Notre tâche appropriée n'est pas de façonner et de contrôler, mais de révéler. Cela exige que nous devions d'abord et avant tout nous taire jusqu'à ce que la parole qui nous est donnée dans ce silence soit vraiment entendue, perçue et incarnée en nous. En vérité, si vous ne vivez pas ce que vous dites, alors vous ne savez pas ce que vous dites.

Il y a une pratique dans la tradition dans laquelle quelqu'un va chez un saint staretz et “demande une parole."Cette rencontre est, le plus souvent, assez laconique. Ce n'est pas une demande d'explication, encore moins une simple spéculation. Il peut, en effet, n'y avoir du tout aucune parole:
Abba Théophile, l'archevêque, vint à Scetis un jour.
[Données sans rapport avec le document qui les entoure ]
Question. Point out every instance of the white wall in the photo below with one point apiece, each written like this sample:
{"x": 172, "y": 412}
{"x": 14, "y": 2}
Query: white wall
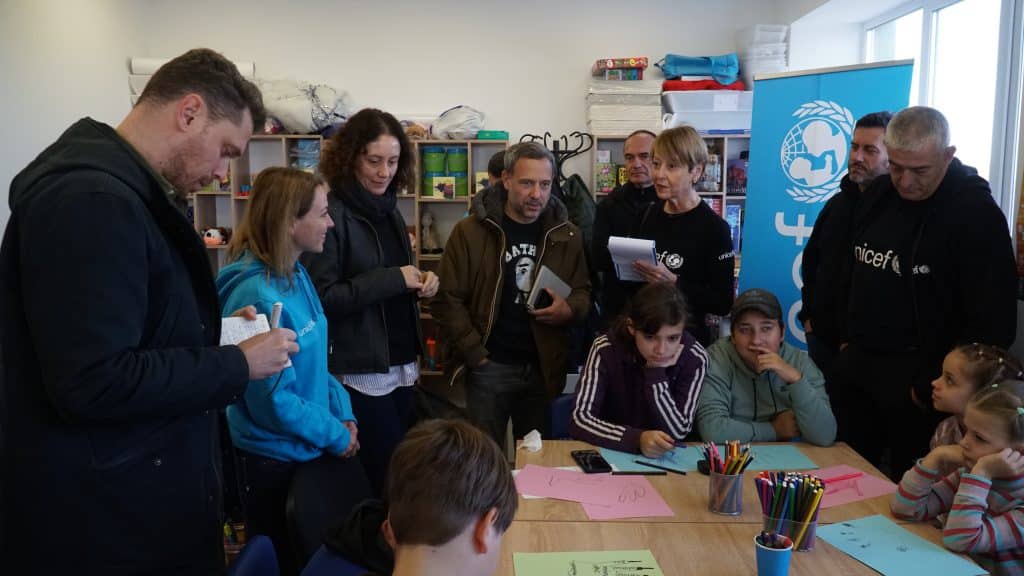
{"x": 59, "y": 59}
{"x": 524, "y": 64}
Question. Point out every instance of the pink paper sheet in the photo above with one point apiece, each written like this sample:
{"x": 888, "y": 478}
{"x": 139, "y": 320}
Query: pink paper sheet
{"x": 637, "y": 498}
{"x": 855, "y": 489}
{"x": 568, "y": 485}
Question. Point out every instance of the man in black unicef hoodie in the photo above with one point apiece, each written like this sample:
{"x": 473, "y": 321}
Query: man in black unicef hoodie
{"x": 933, "y": 266}
{"x": 113, "y": 376}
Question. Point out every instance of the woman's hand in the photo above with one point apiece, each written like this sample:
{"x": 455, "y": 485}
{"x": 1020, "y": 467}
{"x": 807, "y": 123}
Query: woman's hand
{"x": 353, "y": 442}
{"x": 413, "y": 277}
{"x": 655, "y": 443}
{"x": 430, "y": 284}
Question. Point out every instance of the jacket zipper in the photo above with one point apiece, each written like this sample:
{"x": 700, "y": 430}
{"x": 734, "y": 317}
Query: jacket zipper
{"x": 380, "y": 259}
{"x": 498, "y": 286}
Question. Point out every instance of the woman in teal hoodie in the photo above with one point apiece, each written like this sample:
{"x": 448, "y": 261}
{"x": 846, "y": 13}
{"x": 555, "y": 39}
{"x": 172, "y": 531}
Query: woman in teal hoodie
{"x": 302, "y": 413}
{"x": 759, "y": 388}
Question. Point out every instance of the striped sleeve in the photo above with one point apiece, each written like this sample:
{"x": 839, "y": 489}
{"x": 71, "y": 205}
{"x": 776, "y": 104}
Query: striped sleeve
{"x": 586, "y": 422}
{"x": 675, "y": 401}
{"x": 924, "y": 494}
{"x": 974, "y": 526}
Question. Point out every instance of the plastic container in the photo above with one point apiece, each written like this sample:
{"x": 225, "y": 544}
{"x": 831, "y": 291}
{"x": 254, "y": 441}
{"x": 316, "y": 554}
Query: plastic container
{"x": 428, "y": 182}
{"x": 709, "y": 110}
{"x": 749, "y": 68}
{"x": 765, "y": 50}
{"x": 461, "y": 181}
{"x": 725, "y": 494}
{"x": 761, "y": 34}
{"x": 458, "y": 160}
{"x": 773, "y": 562}
{"x": 803, "y": 534}
{"x": 433, "y": 159}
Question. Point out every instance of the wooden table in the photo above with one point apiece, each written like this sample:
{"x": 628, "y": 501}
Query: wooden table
{"x": 679, "y": 548}
{"x": 687, "y": 495}
{"x": 694, "y": 541}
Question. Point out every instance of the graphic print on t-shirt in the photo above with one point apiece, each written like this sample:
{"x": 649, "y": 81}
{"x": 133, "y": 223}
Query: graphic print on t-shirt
{"x": 524, "y": 255}
{"x": 672, "y": 260}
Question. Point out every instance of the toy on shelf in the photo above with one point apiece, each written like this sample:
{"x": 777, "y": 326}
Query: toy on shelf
{"x": 428, "y": 233}
{"x": 217, "y": 236}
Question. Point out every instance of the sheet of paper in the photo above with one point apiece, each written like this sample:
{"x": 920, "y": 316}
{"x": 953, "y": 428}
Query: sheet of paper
{"x": 567, "y": 485}
{"x": 637, "y": 498}
{"x": 851, "y": 490}
{"x": 530, "y": 496}
{"x": 235, "y": 329}
{"x": 604, "y": 563}
{"x": 625, "y": 251}
{"x": 676, "y": 459}
{"x": 885, "y": 546}
{"x": 766, "y": 457}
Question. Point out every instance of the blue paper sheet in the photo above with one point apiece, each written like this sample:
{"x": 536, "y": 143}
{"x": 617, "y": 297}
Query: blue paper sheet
{"x": 766, "y": 457}
{"x": 882, "y": 544}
Les frères qui étaient assemblés dirent à Abba Pambo" Dis quelque chose à l'archevêque, afin qu'il soit édifié."Le vieil homme leur dit:" S'il n'est pas édifié par mon silence, il ne sera pas édifié par mon discours.
J'ai trouvé ce verset dans les proverbes qui décrit bien une grande partie de notre conversation moderne:
Si un homme sage se dispute avec un imbécile, l'imbécile ne fait que rager et rire, et il n'y a pas de silence. (Prov. 29:9)
S'il n'y a pas de silence, il est certain que la parole du Christ ne sera pas entendue. "Celui qui possède en vérité la parole de Jésus peut entendre même son silence.”